Bissau, 27 mai 2020 (Lusa) -- O número de casos de infeção por covid-19 na Guiné-Bissau aumentou hoje para 1.195, mais 17 do que o último registo, mantendo-se sete vítimas mortais, segundo o Centro de Operações de Emergência de Saúde (COES).

"O número voltou a subir um bocado. Há 17 novos casos. Ontem foram testadas 109. Destas 109, 50 eram novos casos. Dos 50 testados como novos casos 17 deram positivo", afirmou o coordenador do COES, Dionísio Cumba, na conferência de imprensa diária sobre a evolução da covid-19 no país.

O médico guineense, que dirige também o Laboratório Nacional de Saúde Pública, disse que o número de vítimas mortais se mantém em sete e que estão a ser investigados mais cinco óbitos.
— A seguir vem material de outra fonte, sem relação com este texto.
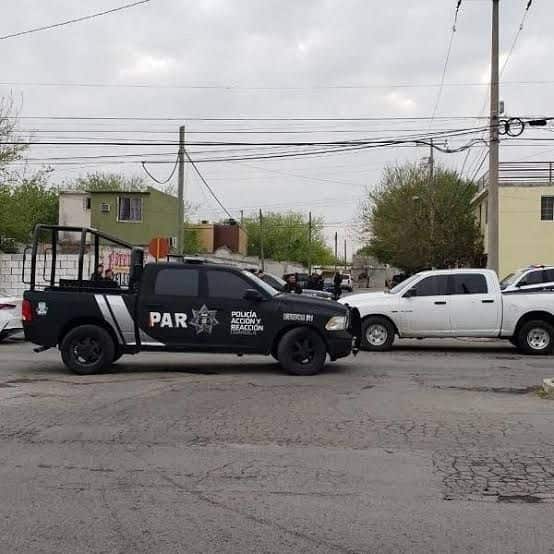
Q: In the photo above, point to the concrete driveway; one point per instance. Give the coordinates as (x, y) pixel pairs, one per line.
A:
(435, 447)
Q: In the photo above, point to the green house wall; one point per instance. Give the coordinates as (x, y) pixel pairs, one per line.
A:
(159, 214)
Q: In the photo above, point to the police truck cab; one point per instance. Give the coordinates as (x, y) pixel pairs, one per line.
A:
(177, 307)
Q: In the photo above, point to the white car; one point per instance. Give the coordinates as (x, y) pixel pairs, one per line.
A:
(10, 315)
(456, 303)
(535, 277)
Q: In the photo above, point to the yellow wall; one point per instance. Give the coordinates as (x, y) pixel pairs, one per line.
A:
(243, 242)
(524, 238)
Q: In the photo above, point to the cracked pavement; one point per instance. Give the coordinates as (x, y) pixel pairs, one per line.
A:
(438, 446)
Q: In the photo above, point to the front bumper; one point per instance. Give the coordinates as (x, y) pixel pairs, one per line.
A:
(339, 344)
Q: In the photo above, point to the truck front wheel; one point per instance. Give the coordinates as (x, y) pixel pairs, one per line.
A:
(302, 351)
(87, 349)
(536, 337)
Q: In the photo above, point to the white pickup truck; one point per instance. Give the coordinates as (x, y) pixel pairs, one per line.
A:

Em relação ao número de recuperados, Dionísio Cumba disse que continuam a ser 42, apesar de ter informações de um aumento significativo deste número, mas que só será anunciado nos próximos dias.

O coordenador do COES afirmou também que estão 25 pessoas internadas no Hospital Nacional Simão Mendes, incluindo cinco estrangeiros, e que nove estão a oxigénio.
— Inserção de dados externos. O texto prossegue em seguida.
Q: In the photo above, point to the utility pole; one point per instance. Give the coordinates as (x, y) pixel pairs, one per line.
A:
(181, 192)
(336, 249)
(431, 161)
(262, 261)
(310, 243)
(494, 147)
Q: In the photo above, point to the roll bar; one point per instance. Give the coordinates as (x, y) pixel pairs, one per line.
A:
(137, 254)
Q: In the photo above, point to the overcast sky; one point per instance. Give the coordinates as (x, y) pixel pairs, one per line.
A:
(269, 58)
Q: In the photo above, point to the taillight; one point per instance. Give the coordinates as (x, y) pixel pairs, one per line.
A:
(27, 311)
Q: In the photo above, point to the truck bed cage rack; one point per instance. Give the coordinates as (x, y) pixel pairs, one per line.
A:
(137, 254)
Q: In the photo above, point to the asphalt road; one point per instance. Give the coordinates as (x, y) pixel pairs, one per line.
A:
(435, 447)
No hospital de Cumura estão internados 22 pacientes, um dos quais em estado grave.

O Presidente da Guiné-Bissau, Umaro Sissoco Embaló, prolongou terça-feira o estado de emergência no país até 10 de junho, mas pediu ao Governo para iniciar o desconfinamento para evitar o "colapso económico".

As autoridades guineenses decidiram terça-feira abrir as fronteiras e permitir a entrada e saída de pessoas no território nacional e alargar o horário para a circulação de pessoas, que agora pode ser feito entre as 07:00 e as 18:00 locais, apesar de manterem o recolher obrigatório entre as 20:00 e as 06:00.
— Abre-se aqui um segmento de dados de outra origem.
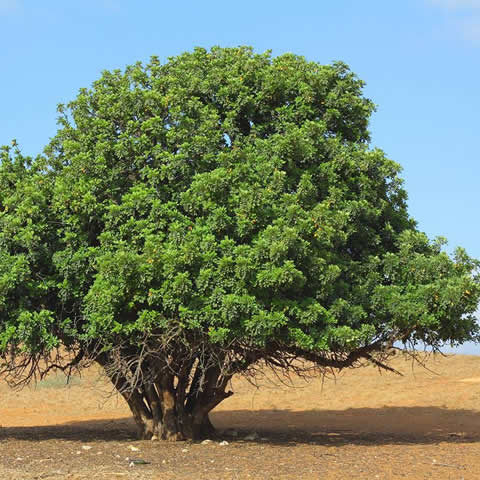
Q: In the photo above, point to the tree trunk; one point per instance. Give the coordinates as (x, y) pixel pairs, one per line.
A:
(163, 411)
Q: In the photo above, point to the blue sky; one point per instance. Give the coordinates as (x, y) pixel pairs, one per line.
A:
(420, 59)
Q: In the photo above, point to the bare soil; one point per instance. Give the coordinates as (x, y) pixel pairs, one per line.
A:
(360, 425)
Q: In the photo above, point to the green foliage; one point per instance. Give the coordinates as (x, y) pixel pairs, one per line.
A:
(232, 194)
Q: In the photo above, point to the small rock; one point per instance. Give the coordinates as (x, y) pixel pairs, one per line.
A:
(138, 461)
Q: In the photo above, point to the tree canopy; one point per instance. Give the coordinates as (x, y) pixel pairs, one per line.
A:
(195, 218)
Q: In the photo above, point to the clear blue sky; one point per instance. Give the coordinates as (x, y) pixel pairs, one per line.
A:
(420, 59)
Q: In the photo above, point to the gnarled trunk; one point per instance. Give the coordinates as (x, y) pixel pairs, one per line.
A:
(173, 407)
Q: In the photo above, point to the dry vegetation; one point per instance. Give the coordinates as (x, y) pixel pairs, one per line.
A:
(361, 425)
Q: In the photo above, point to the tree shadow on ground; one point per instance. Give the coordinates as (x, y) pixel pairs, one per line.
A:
(362, 426)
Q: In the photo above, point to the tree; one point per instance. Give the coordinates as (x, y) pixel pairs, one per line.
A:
(194, 219)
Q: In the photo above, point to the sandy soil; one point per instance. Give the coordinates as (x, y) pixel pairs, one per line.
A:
(361, 425)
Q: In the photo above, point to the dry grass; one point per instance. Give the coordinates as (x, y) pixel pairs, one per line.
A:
(361, 425)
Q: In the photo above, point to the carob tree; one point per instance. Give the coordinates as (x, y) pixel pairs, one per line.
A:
(196, 218)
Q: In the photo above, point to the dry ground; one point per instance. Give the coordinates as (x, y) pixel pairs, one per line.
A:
(362, 425)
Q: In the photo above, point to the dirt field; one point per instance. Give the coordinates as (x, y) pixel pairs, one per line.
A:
(363, 425)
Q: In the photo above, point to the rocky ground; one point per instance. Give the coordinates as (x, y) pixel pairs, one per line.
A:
(359, 425)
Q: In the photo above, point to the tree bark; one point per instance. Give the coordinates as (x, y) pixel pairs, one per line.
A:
(162, 411)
Em relação às atividades económicas, o Governo guineense passou a permitir a circulação de transportes de passageiros e de transporte de bens de consumo de primeira necessidade, a venda ambulante e o funcionamento dos serviços comerciais entre as 07:00 e as 20:00.

Em África, há 3.589 mortos confirmados em mais de 119 mil infetados em 54 países, segundo as estatísticas mais recentes sobre a pandemia naquele continente.

Entre os países africanos que têm o português como língua oficial, a Guiné-Bissau lidera em número de infeções (1.195 casos e sete mortos), seguindo-se a Guiné Equatorial (1.043 casos e 12 mortos), Cabo Verde (390 casos e quatro mortes), São Tomé e Príncipe (441 casos e 12 mortos), Moçambique (213 casos e um morto) e Angola (71 infetados e quatro mortos).

O país lusófono mais afetado pela pandemia é o Brasil, com 24.512 mortos e mais de 391 mil contaminados, sendo o segundo do mundo em número de infeções, atrás dos Estados Unidos (1,6 milhões) e à frente da Rússia (mais de 370 mil).

A nível global, segundo um balanço da agência de notícias AFP, a pandemia de covid-19 já provocou mais de 350 mil mortos e infetou mais de 5,6 milhões de pessoas em 196 países e territórios.

Cerca de 2,2 milhões de doentes foram considerados curados.